Suasana. Kemarin sore aku berkunjung ke rumah simbah-ku di klaten, bersama Setyo, sohibku. Sampai di sana, halaman rumah yg luas segera menyambut kami. Daun-daun yg gugur, berserakan di halaman rumah. Angin semilir menimbulkan irama akibat gesekan antar daun-daun pohon mangga. Sejenak dejavu.
Simbah putri sekarang tinggal sendirian di rumah yg tergolong luas itu, setelah seminggu yg lalu ditinggal simbah kakung.

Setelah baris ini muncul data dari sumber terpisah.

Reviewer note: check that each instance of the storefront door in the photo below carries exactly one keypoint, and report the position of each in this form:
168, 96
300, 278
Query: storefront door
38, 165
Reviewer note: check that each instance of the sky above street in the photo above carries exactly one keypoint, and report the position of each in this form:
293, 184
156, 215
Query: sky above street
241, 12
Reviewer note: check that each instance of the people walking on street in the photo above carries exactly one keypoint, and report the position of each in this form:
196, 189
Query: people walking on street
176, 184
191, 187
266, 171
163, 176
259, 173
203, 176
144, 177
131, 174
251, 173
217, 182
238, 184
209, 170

Sepi, dan sakit.
Setahun yg lalu mungkin aku masih bisa berharap simbah putri menyambutku di pintu masuk rumah, menunjukkanku kamar yg bisa kupakai untuk istirahat, atau meja makan tempatku bisa mengganjal perutku. Tapi kali ini tak pantas saja aku mengharapkan itu semua. Yg ada, halaman luas menghampar, daun2 gugur berserakan, pintu dan jendela rumah tertutup, dan hanya satu pintu utama yg terbuka. Aku segera masuk, n menuju kamar simbah seolah ku tahu pasti simbah ada di ruang itu. Dan, ya, memang benar. Dg suaranya yg setengah merintih, mungkin karena perih, ia masih sempat menyambutku, n memberi instruksi padaku untuk istirahat dulu. Ah!
Aku segera menjelajah ruang-ruang yang kini memang "kosong", di rumah itu. Berdebu, dan lembab. Kubuka jendela-jendela yg setahun lalu biasa terbuka, n pintu-pintu yg sepantasnya dibuka. Kuambil sapu, dan... ya, melakukan kebiasaanku seperti tahun-tahun lalu saat berkunjung ke rumah ini: menyapu.

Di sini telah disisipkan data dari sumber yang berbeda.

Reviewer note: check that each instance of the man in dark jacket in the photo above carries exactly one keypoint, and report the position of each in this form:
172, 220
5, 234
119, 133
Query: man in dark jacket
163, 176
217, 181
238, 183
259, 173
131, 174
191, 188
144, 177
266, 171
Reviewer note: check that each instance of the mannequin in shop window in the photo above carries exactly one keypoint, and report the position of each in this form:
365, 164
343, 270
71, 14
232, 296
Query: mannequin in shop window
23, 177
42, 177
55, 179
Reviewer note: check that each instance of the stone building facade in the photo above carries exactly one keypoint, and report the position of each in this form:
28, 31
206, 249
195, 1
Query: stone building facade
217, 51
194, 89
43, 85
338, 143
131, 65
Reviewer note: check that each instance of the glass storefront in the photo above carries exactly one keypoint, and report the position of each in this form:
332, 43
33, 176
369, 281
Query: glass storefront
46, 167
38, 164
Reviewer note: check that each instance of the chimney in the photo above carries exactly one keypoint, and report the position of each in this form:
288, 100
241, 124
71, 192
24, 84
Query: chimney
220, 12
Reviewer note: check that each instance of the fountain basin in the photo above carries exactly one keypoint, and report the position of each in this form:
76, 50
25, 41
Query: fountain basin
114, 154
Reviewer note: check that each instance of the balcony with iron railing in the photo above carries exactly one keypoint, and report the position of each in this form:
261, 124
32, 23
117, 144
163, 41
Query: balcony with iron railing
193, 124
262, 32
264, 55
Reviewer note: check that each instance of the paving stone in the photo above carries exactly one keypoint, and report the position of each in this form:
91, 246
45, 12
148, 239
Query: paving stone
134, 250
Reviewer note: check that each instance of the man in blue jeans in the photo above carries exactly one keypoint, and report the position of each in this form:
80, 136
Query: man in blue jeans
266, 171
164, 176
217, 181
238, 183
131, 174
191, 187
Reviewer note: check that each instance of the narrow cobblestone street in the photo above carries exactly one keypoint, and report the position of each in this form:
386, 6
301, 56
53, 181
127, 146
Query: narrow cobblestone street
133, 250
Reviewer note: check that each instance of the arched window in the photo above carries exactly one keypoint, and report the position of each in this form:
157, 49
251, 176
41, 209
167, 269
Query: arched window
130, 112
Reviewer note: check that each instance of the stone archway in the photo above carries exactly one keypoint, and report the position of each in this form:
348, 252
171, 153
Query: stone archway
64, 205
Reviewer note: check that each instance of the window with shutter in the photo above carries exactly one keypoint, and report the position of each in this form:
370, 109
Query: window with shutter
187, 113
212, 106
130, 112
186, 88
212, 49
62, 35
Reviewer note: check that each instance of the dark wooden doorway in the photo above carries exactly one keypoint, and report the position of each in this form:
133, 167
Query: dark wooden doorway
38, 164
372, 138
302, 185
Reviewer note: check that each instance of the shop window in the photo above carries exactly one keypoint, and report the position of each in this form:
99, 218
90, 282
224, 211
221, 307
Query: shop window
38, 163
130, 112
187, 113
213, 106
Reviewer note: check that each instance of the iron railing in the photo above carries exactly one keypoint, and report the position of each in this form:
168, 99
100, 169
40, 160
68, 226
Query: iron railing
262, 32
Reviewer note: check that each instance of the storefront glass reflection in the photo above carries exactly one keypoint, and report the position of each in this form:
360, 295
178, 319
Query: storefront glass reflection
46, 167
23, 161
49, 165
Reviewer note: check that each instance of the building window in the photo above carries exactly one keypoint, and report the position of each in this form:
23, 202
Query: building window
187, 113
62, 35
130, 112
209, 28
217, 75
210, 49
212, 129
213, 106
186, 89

Ya. Aku teringat, dulu pernah aku berkata pada ayahku saat aku diminta menyapu daun-daun berserakan di halaman rumah ini, "kenapa mesti disapu tiap pagi? toh nanti daun-daunnya juga akan berguguran lagi dan kotor lagi,". Jawabannya kutemukan setidaknya setahun yg lalu, ketika simbah kakung dan simbah putriku dua-duanya sedang sakit, dan saat itu aku ke rumah ini, lalu mendapati halaman rumah yg begitu aku melihatnya, aku langsung bertanya dalam hati, "berapa hari tak disapu ya?".
Dan baru kemarin sore aku berniat, untuk menyapu halaman "rumahku" secara rutin. Ya, ruang-ruang di qalbuku.